There is a balance to public speaking that is often forgotten, and that is between the speaker and the listener. You may have a speaker, but if they are shouting into a void or in terms their audience doesn’t understand, then their message and their efforts are pointless. Unfortunately, in today’s society we are not taught how to listen nearly as effectively as we are taught how to speak. We are put out in this world and told that our opinions matter and they are important and people are going to care about what we say, and we ultimately find out that no one does. So we turn to social media, and we scream and we shout into this endless void of friends that we don’t really know and followers who don’t care, begging for someone, anyone to listen.
We are forced to recognize that in our efforts of reaching the largest crowd possible, we are often left alone.
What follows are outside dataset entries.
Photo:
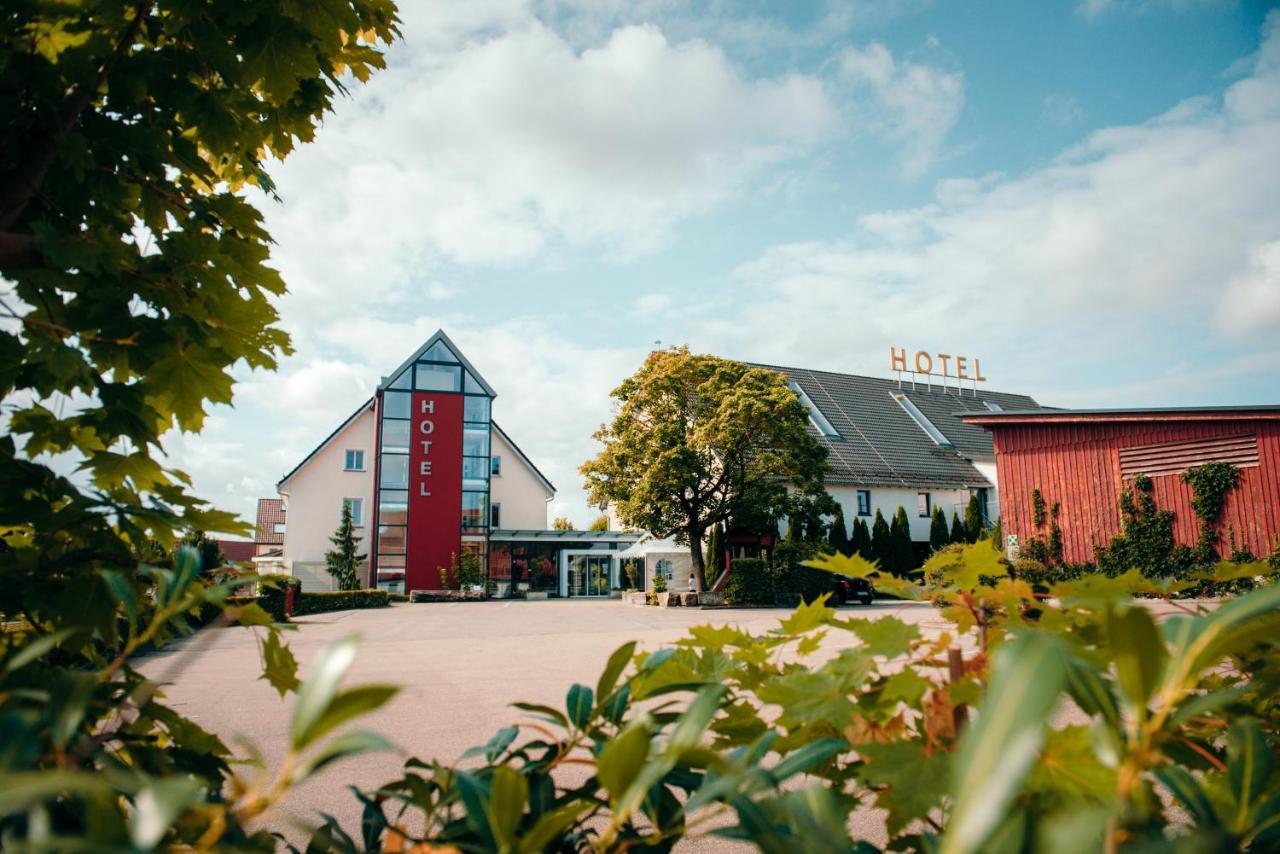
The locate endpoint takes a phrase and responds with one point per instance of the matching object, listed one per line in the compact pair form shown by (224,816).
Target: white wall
(314,496)
(887,501)
(520,492)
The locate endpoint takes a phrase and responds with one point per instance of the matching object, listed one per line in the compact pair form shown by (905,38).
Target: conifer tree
(860,543)
(900,539)
(342,561)
(839,537)
(973,520)
(938,534)
(714,556)
(881,544)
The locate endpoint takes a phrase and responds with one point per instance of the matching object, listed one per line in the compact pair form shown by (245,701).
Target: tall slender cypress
(881,544)
(839,537)
(973,520)
(938,534)
(900,539)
This loneliness prompts us to engage anyone on any platform in a desperate attempt to be heard. This is why social media has become the place for political debates. It is accessible, it is protected, and unfortunately there is often an anonymity that is both liberating and dangerous. Anyone can go online and state an opinion, and once it is out there it is there for the world to see and debate freely. Once it is on the web, you no longer control it. We were ultimately forced to turn to social media because the art of the face to face debate has been destroyed. Often we get caught up in the necessity to spare a person’s feelings, or protect our own, that we hide our political or social opinions in an effort to maintain relationships. And if we cannot fathom living with someone with different views then ours, we ostracize them.
We are taught not to build bridges, but to burn them.
Worse than isolating people, we target them. We let our public debates become crowded instead with personal attacks, and libel. We attack the person not the opinion, because we are taught that our opinions are polarizing and there is no way have a relationship with someone so contradictory to one’s own beliefs. Our political debates have transformed into grotesque forums of shame and blasphemy. Instead of debating an issue openly and honestly, we often attack the other person. We actively shame them to not only belittle them, but to belittle their opinion. We make them seem lesser, so that we can appear to be more. Our rhetors of today are not speakers, they are glorified bullies. This is seen especially on social media as we can hide behind computer screens and throw ad hominem attacks into a debate as if we were fighting trench warfare launching bombs haphazardly into no man’s land. We have made a monster out of social media.
We have taken away the art of expression and replaced it with the art of shaming.
There is only one solution to this type of madness, this lack of communication, and that is to teach people how to listen. We need to not disagree so immediately, but to understand exactly what is being said, how it is being said and who it is being said by. We are not our opinions, we are people with opinions, and they should not be the deciding factor in who we associate with. Now, obviously everyone is not going to get along. (For instance, people who prefer waffles to pancakes are dead to me.) But, I can still respect them as a people, regardless of what they believe in, because if you don’t take anything else away from this piece remember this one line:
Acknowledging the validity of someone else’s opinion does not mean that you’re conceding your own.
What it means is that we are showing people that we respect them, and we hold their opinion to some value. This can be done in any social setting, both in person or online, and we should work to encourage this type of communication. We learn to empathize with people and their stories, and learn that maybe their opinion for their situation makes more sense. If we discuss openly and honestly our grievances, maybe nothing will change. Maybe no one will budge on their stance and neither party will be persuaded.
Maybe we will have to simply agree to disagree, and that’s kind of a wonderful thing.